Washback and Related Concepts This relatively new topic in general educational circle is the phenomenon called backwash which is used to refer to the influence of tests on teaching. Within language assessment, however, the term washback is preferably used recently (Alderson and Wall 1993; Messick 1996; Cheng 1997; Alderson 2004). Shohamy (1992) also focuses on washback in terms of language learners as test-takers when she
describes "the utilization of external language tests to affect and drive foreign language learning in the school context" (p. 513; as cited in Bailey, 1996, p.3). Some Scholars like Cheng (1997) see the term washback as a change in curriculum and use it to indicate an active direction and function of intended curriculum change by means of the change of public examinations (p.38). As part of consequential validity, Messick (1996: 261) says that: Washback refers to the extent to which the introduction and the use of a test influences language teachers and learners to do things that they would not otherwise do that promote or inhibit language learning. (Fulcher and Davidson, 2007: 221) The focus of any washback study, as Fulcher and Davidson (2007) claim, is on those things that we do in the classroom because of the test, but would not otherwise do. A number of other key terms have also grown in the literature which seem to convey, as Cheng (2005) claims, similar meaning and equated with washback (Green, 2007). Shohamy (1993a, p. 4) summarized some of these key concepts: 1. Measurement driven instruction refers to the notion that tests should drive learning. 2. Curriculum alignment focuses on the connection between testing and the teaching syllabus. 3. Systemic validity implies the integration of tests into the educational system and the need to demonstrate that the introduction of a new test can improve learning. (Bailey, 1999) Morrow (1986) coined the term washback validity and defined a valid test like this: test is valid when it has good washback and conversely test is invalid when it has negative washback (Alderson and Wall, 1993).

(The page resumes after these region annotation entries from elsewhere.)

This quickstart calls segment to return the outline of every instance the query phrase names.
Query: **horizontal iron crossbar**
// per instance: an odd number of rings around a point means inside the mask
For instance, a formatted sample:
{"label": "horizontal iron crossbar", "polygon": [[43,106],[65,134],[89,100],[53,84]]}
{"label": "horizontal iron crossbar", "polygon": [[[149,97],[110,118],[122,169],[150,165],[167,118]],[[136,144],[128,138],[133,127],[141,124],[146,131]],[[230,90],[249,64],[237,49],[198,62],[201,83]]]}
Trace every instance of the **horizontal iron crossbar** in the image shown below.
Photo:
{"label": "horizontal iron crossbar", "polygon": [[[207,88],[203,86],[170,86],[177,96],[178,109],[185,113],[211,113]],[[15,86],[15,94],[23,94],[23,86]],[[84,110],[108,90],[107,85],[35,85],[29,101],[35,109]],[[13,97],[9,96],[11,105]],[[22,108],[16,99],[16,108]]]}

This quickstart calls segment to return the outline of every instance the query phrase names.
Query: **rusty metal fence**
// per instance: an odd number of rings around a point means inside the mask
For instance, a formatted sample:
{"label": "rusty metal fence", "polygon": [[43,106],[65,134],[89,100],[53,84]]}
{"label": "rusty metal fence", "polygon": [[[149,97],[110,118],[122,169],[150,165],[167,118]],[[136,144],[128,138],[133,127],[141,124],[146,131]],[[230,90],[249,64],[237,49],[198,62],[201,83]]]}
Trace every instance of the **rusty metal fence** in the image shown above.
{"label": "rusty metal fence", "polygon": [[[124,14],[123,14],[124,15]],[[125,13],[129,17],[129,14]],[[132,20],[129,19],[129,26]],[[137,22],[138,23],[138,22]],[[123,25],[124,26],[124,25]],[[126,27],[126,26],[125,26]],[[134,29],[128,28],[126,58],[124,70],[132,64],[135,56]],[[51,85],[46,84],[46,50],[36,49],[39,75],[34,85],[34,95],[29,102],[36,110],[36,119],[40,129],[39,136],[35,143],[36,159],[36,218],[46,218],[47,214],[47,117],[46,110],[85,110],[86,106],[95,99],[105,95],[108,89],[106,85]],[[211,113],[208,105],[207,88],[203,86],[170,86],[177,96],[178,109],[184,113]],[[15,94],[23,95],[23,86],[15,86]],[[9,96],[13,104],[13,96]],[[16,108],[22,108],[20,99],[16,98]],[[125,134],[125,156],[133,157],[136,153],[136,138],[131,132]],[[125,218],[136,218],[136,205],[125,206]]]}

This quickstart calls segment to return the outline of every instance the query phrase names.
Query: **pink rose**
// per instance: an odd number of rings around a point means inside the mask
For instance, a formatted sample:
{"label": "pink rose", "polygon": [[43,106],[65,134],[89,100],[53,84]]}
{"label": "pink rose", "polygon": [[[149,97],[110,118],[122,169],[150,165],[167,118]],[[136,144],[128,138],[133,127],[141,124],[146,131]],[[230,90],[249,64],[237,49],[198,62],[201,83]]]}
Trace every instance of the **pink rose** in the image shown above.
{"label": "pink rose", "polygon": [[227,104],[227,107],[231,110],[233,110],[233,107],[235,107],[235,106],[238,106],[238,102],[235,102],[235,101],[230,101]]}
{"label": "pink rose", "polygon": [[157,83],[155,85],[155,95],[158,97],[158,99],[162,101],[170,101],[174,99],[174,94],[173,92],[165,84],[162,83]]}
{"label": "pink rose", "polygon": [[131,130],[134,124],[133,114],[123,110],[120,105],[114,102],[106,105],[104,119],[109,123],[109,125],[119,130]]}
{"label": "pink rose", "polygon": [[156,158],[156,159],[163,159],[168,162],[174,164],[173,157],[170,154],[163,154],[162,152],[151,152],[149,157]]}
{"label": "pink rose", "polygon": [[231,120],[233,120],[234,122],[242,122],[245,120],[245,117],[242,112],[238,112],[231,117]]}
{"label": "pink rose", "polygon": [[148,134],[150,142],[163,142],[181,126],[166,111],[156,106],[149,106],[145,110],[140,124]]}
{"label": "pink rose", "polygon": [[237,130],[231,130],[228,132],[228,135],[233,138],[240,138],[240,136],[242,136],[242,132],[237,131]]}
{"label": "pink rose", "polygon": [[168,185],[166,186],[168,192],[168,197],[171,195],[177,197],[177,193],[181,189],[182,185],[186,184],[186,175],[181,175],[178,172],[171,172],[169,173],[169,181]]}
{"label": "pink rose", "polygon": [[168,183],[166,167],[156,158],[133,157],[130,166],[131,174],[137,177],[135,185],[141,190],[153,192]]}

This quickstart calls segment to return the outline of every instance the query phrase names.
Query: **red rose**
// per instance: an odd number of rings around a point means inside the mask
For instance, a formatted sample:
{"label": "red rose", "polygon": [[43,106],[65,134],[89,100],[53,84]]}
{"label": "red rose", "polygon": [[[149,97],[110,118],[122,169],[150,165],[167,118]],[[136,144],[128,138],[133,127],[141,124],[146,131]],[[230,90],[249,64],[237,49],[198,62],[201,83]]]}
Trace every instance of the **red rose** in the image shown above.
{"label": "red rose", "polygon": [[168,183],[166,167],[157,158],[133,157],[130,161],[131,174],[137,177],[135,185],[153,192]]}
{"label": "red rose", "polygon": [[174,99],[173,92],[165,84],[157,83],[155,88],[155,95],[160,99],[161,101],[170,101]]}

More recently, Bachman and Palmer (1996, pp. 29-35) have discussed impact of a test as distinguished from its washback. The impact of test use, as they think,
operates at two levels: the micro level (i.e., the effect of the test on individual students and teachers) and the macro level (i.e., the impact on society and its educational systems). Many scholars consider these two concepts within the realm of a theoretical notion first introduced by Messick. According to this notion called consequential validity, the social consequences of testing are part of a broader, unified concept of test validity (Messick, 1989, 1996). Arguing Morrows washback validity, he suggests that tests which satisfy validity criteria are more likely to have a positive influence on teaching and learning, and so counsels that washback is not a sign of test validity, but that a valid test is likely to generate positive washback (Green, 2007).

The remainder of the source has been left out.